Academy Award-winning actor Denzel Washington, who directs and stars in the role that won him a Tony Award for the 2010 Broadway revival, offers a tough, slow-to-open-up portrayal that leaves you wondering just who this embittered 53-year-old sanitation worker of the 1950s really is.

Jovan Adepo, left, and Denzel Washington in a scene from "Fences."

David Lee/Paramount Pictures via AP

The story drops clues that build over the course of the film, with the biggest being that he was too old to make it as a ballplayer by the time Jackie Robinson broke the color barrier in 1947. Tellingly, he keeps a bat and ball tied to a string in his backyard as a reminder of something he loves and never was fully free to pursue.

Washington doesn't give any sly winks to suggest that Troy isn't difficult as he tries his wife, Rose (a tough, aching Viola Davis, who also won a Tony for the part in 2010) beyond endurance. His Troy is harsh with his sons, belittling the efforts of his older one, Lyons (a vulnerable Russell Hornsby) to try to make it as a musician and undercutting the hope of his teen, Cory (a brash Jovan Adepo) to be recruited to play college football. Cory, infuriated, accuses his father of standing in his way because of jealousy that Troy didn't get the same opportunities.

Denzel Washington, left, and Viola Davis in a scene from "Fences."

David Lee/Paramount Pictures via AP

At first you see only Cory's side, but slowly, as Troy's history and nature become clearer, your sympathies wend back to Troy as it becomes apparent that the world hasn't changed as much as Cory thinks it has in terms of giving a black man an equal chance to succeed. The point is underscored by the show's time period, long before the Civil Rights Act of 1964, which, big as it was, still left so much work to be done.

It's challenging for a film to capture the dynamic in-your-face sweat and immediacy of a play. Washington opts to give something the play can't: a longer, more thoughtful visual overview of the playwright's native Pittsburgh, where the play is set. You can almost feel the hardscrabble grass and smell the cooking in this world of small, close-together homes where folks are barely getting by. Threaded through the bleakness, Mykelti Williamson provides unexpected heart with an otherworldly, childlike innocence as Troy's younger brother, Gabriel, a trumpet-toting veteran with a damaged brain.

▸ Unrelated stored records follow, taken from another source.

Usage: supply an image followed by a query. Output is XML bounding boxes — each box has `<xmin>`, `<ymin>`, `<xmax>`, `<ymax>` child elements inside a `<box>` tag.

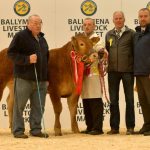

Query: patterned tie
<box><xmin>116</xmin><ymin>30</ymin><xmax>121</xmax><ymax>39</ymax></box>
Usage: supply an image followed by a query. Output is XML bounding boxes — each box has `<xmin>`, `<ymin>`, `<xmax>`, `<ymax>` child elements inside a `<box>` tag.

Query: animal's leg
<box><xmin>7</xmin><ymin>81</ymin><xmax>14</xmax><ymax>130</ymax></box>
<box><xmin>67</xmin><ymin>96</ymin><xmax>79</xmax><ymax>133</ymax></box>
<box><xmin>0</xmin><ymin>81</ymin><xmax>5</xmax><ymax>101</ymax></box>
<box><xmin>50</xmin><ymin>94</ymin><xmax>62</xmax><ymax>136</ymax></box>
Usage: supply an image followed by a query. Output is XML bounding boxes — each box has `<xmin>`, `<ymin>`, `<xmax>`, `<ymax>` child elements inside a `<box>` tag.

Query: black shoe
<box><xmin>144</xmin><ymin>131</ymin><xmax>150</xmax><ymax>136</ymax></box>
<box><xmin>88</xmin><ymin>130</ymin><xmax>104</xmax><ymax>135</ymax></box>
<box><xmin>14</xmin><ymin>133</ymin><xmax>28</xmax><ymax>139</ymax></box>
<box><xmin>126</xmin><ymin>128</ymin><xmax>134</xmax><ymax>135</ymax></box>
<box><xmin>31</xmin><ymin>132</ymin><xmax>49</xmax><ymax>138</ymax></box>
<box><xmin>107</xmin><ymin>129</ymin><xmax>119</xmax><ymax>135</ymax></box>
<box><xmin>80</xmin><ymin>130</ymin><xmax>91</xmax><ymax>134</ymax></box>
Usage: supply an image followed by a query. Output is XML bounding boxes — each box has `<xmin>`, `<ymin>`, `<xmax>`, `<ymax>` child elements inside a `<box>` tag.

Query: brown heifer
<box><xmin>0</xmin><ymin>34</ymin><xmax>99</xmax><ymax>135</ymax></box>
<box><xmin>48</xmin><ymin>35</ymin><xmax>99</xmax><ymax>135</ymax></box>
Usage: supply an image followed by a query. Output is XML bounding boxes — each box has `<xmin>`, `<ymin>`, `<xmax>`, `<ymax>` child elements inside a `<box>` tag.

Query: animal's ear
<box><xmin>91</xmin><ymin>37</ymin><xmax>100</xmax><ymax>45</ymax></box>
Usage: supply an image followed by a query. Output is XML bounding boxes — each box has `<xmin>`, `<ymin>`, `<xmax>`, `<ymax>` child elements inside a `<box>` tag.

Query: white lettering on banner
<box><xmin>0</xmin><ymin>19</ymin><xmax>27</xmax><ymax>38</ymax></box>
<box><xmin>0</xmin><ymin>19</ymin><xmax>28</xmax><ymax>25</ymax></box>
<box><xmin>68</xmin><ymin>18</ymin><xmax>109</xmax><ymax>37</ymax></box>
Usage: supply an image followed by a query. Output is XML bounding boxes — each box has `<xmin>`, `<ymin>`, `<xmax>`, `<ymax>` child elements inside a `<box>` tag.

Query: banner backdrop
<box><xmin>0</xmin><ymin>0</ymin><xmax>150</xmax><ymax>129</ymax></box>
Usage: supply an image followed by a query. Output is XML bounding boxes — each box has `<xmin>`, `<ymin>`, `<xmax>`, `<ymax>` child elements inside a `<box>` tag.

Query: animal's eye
<box><xmin>80</xmin><ymin>43</ymin><xmax>84</xmax><ymax>46</ymax></box>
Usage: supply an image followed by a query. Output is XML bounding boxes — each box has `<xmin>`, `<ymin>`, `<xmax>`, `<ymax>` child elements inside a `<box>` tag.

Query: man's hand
<box><xmin>29</xmin><ymin>54</ymin><xmax>37</xmax><ymax>64</ymax></box>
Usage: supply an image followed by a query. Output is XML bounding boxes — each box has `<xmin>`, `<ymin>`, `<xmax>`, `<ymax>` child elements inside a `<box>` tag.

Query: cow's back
<box><xmin>48</xmin><ymin>43</ymin><xmax>74</xmax><ymax>97</ymax></box>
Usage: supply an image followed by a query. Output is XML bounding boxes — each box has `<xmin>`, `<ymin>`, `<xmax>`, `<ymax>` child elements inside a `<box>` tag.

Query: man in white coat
<box><xmin>81</xmin><ymin>18</ymin><xmax>104</xmax><ymax>135</ymax></box>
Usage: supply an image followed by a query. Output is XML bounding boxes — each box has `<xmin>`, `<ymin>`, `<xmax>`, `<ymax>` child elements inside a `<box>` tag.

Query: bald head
<box><xmin>138</xmin><ymin>8</ymin><xmax>150</xmax><ymax>27</ymax></box>
<box><xmin>113</xmin><ymin>11</ymin><xmax>125</xmax><ymax>30</ymax></box>
<box><xmin>27</xmin><ymin>15</ymin><xmax>42</xmax><ymax>36</ymax></box>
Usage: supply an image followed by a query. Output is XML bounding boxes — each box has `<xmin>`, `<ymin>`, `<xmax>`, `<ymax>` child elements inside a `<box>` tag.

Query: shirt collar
<box><xmin>115</xmin><ymin>26</ymin><xmax>126</xmax><ymax>33</ymax></box>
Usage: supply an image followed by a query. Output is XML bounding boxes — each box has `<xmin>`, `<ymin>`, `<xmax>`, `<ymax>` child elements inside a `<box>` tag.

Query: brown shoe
<box><xmin>14</xmin><ymin>133</ymin><xmax>28</xmax><ymax>139</ymax></box>
<box><xmin>126</xmin><ymin>128</ymin><xmax>134</xmax><ymax>135</ymax></box>
<box><xmin>107</xmin><ymin>129</ymin><xmax>119</xmax><ymax>135</ymax></box>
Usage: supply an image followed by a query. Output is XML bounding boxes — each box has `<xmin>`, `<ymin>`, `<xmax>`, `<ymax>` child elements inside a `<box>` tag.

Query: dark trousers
<box><xmin>136</xmin><ymin>76</ymin><xmax>150</xmax><ymax>130</ymax></box>
<box><xmin>108</xmin><ymin>72</ymin><xmax>135</xmax><ymax>130</ymax></box>
<box><xmin>83</xmin><ymin>98</ymin><xmax>103</xmax><ymax>131</ymax></box>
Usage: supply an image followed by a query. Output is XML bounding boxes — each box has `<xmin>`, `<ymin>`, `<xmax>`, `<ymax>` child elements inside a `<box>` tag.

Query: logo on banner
<box><xmin>146</xmin><ymin>2</ymin><xmax>150</xmax><ymax>10</ymax></box>
<box><xmin>14</xmin><ymin>0</ymin><xmax>30</xmax><ymax>16</ymax></box>
<box><xmin>81</xmin><ymin>0</ymin><xmax>97</xmax><ymax>16</ymax></box>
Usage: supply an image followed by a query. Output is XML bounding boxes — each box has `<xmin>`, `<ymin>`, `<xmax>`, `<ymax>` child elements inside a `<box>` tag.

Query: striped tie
<box><xmin>116</xmin><ymin>30</ymin><xmax>121</xmax><ymax>39</ymax></box>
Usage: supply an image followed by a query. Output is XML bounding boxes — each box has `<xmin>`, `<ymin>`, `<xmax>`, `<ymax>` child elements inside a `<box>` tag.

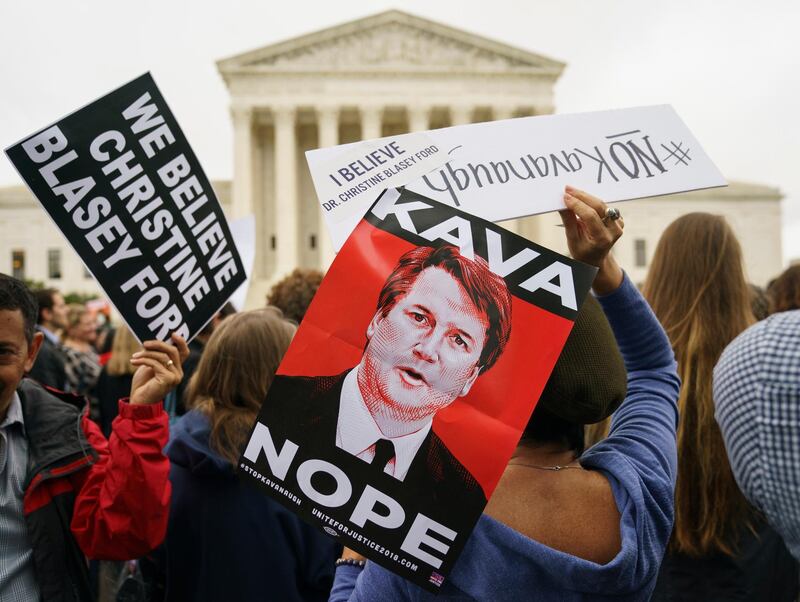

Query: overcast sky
<box><xmin>0</xmin><ymin>0</ymin><xmax>800</xmax><ymax>260</ymax></box>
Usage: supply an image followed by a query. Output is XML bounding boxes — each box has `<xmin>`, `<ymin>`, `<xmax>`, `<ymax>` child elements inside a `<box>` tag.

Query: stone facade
<box><xmin>0</xmin><ymin>11</ymin><xmax>783</xmax><ymax>298</ymax></box>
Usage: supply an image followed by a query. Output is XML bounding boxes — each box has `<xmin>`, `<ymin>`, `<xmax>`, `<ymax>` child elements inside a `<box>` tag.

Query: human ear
<box><xmin>24</xmin><ymin>332</ymin><xmax>44</xmax><ymax>372</ymax></box>
<box><xmin>367</xmin><ymin>310</ymin><xmax>383</xmax><ymax>341</ymax></box>
<box><xmin>458</xmin><ymin>366</ymin><xmax>482</xmax><ymax>397</ymax></box>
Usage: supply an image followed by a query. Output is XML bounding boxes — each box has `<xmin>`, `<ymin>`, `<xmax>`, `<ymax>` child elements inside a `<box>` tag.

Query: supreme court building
<box><xmin>0</xmin><ymin>11</ymin><xmax>783</xmax><ymax>307</ymax></box>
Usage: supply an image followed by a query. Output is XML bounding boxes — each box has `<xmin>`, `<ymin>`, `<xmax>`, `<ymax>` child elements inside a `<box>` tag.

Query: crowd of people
<box><xmin>0</xmin><ymin>187</ymin><xmax>800</xmax><ymax>601</ymax></box>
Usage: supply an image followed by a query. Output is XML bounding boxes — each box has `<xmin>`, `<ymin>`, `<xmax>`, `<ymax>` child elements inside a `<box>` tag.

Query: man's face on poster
<box><xmin>362</xmin><ymin>267</ymin><xmax>488</xmax><ymax>421</ymax></box>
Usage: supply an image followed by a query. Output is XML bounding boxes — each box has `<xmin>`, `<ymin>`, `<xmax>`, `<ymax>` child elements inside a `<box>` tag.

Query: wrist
<box><xmin>592</xmin><ymin>254</ymin><xmax>624</xmax><ymax>296</ymax></box>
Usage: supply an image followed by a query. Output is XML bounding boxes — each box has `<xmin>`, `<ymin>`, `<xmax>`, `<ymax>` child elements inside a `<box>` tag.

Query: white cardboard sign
<box><xmin>306</xmin><ymin>105</ymin><xmax>727</xmax><ymax>250</ymax></box>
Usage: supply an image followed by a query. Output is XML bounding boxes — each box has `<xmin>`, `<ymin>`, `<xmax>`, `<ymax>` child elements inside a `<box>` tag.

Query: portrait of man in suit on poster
<box><xmin>267</xmin><ymin>245</ymin><xmax>511</xmax><ymax>504</ymax></box>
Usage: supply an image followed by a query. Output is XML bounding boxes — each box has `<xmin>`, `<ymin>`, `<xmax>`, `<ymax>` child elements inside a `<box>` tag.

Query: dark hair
<box><xmin>0</xmin><ymin>274</ymin><xmax>38</xmax><ymax>345</ymax></box>
<box><xmin>747</xmin><ymin>284</ymin><xmax>769</xmax><ymax>321</ymax></box>
<box><xmin>767</xmin><ymin>265</ymin><xmax>800</xmax><ymax>314</ymax></box>
<box><xmin>267</xmin><ymin>268</ymin><xmax>323</xmax><ymax>324</ymax></box>
<box><xmin>522</xmin><ymin>401</ymin><xmax>585</xmax><ymax>456</ymax></box>
<box><xmin>377</xmin><ymin>245</ymin><xmax>511</xmax><ymax>372</ymax></box>
<box><xmin>33</xmin><ymin>288</ymin><xmax>58</xmax><ymax>324</ymax></box>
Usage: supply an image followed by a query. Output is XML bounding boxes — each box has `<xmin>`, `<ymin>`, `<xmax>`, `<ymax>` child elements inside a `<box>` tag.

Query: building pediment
<box><xmin>218</xmin><ymin>11</ymin><xmax>564</xmax><ymax>77</ymax></box>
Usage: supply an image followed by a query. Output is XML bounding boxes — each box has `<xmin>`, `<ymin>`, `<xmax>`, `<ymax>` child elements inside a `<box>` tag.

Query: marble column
<box><xmin>361</xmin><ymin>106</ymin><xmax>383</xmax><ymax>140</ymax></box>
<box><xmin>228</xmin><ymin>106</ymin><xmax>253</xmax><ymax>220</ymax></box>
<box><xmin>408</xmin><ymin>105</ymin><xmax>431</xmax><ymax>132</ymax></box>
<box><xmin>492</xmin><ymin>107</ymin><xmax>514</xmax><ymax>121</ymax></box>
<box><xmin>317</xmin><ymin>107</ymin><xmax>339</xmax><ymax>271</ymax></box>
<box><xmin>450</xmin><ymin>105</ymin><xmax>472</xmax><ymax>125</ymax></box>
<box><xmin>273</xmin><ymin>107</ymin><xmax>300</xmax><ymax>278</ymax></box>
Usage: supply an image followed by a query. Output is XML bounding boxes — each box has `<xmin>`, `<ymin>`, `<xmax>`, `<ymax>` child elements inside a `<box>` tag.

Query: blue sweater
<box><xmin>164</xmin><ymin>410</ymin><xmax>340</xmax><ymax>602</ymax></box>
<box><xmin>330</xmin><ymin>276</ymin><xmax>680</xmax><ymax>602</ymax></box>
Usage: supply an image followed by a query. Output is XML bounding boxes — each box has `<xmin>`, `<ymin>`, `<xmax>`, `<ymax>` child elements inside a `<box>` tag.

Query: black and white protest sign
<box><xmin>6</xmin><ymin>73</ymin><xmax>245</xmax><ymax>340</ymax></box>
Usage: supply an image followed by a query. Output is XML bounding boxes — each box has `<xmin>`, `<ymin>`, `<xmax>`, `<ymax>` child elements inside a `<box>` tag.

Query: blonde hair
<box><xmin>186</xmin><ymin>307</ymin><xmax>296</xmax><ymax>465</ymax></box>
<box><xmin>106</xmin><ymin>326</ymin><xmax>141</xmax><ymax>376</ymax></box>
<box><xmin>642</xmin><ymin>213</ymin><xmax>755</xmax><ymax>556</ymax></box>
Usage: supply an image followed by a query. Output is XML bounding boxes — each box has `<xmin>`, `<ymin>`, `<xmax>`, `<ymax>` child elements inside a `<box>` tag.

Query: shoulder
<box><xmin>486</xmin><ymin>466</ymin><xmax>622</xmax><ymax>564</ymax></box>
<box><xmin>17</xmin><ymin>378</ymin><xmax>86</xmax><ymax>418</ymax></box>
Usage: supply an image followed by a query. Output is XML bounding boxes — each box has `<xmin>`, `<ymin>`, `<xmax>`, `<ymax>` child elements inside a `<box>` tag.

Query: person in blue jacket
<box><xmin>163</xmin><ymin>308</ymin><xmax>341</xmax><ymax>602</ymax></box>
<box><xmin>330</xmin><ymin>187</ymin><xmax>680</xmax><ymax>602</ymax></box>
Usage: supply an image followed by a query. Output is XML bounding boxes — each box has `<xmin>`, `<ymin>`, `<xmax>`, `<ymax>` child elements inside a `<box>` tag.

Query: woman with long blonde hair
<box><xmin>165</xmin><ymin>307</ymin><xmax>337</xmax><ymax>602</ymax></box>
<box><xmin>642</xmin><ymin>213</ymin><xmax>797</xmax><ymax>600</ymax></box>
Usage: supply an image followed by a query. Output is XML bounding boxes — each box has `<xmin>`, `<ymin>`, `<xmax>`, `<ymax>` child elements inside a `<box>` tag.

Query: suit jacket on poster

Fences is one of the extraordinary jewels in Wilson's crowning achievement: a cycle of 10 plays written about the black experience in America for each decade of the 20th century. Fences is not your typical holiday fare, and many may wonder how anyone can forgive Troy his considerable transgressions. Then again, it's the kind of thoughtful story that may encourage folks to judge less and love more. Washington has pledged to bring all of plays in the cycle to the screen. The good news is he started with a home run.

Twitter: @nchurnin

FENCES

A- PG-13 (for themes, language and suggestive references). 138 minutes. In wide release.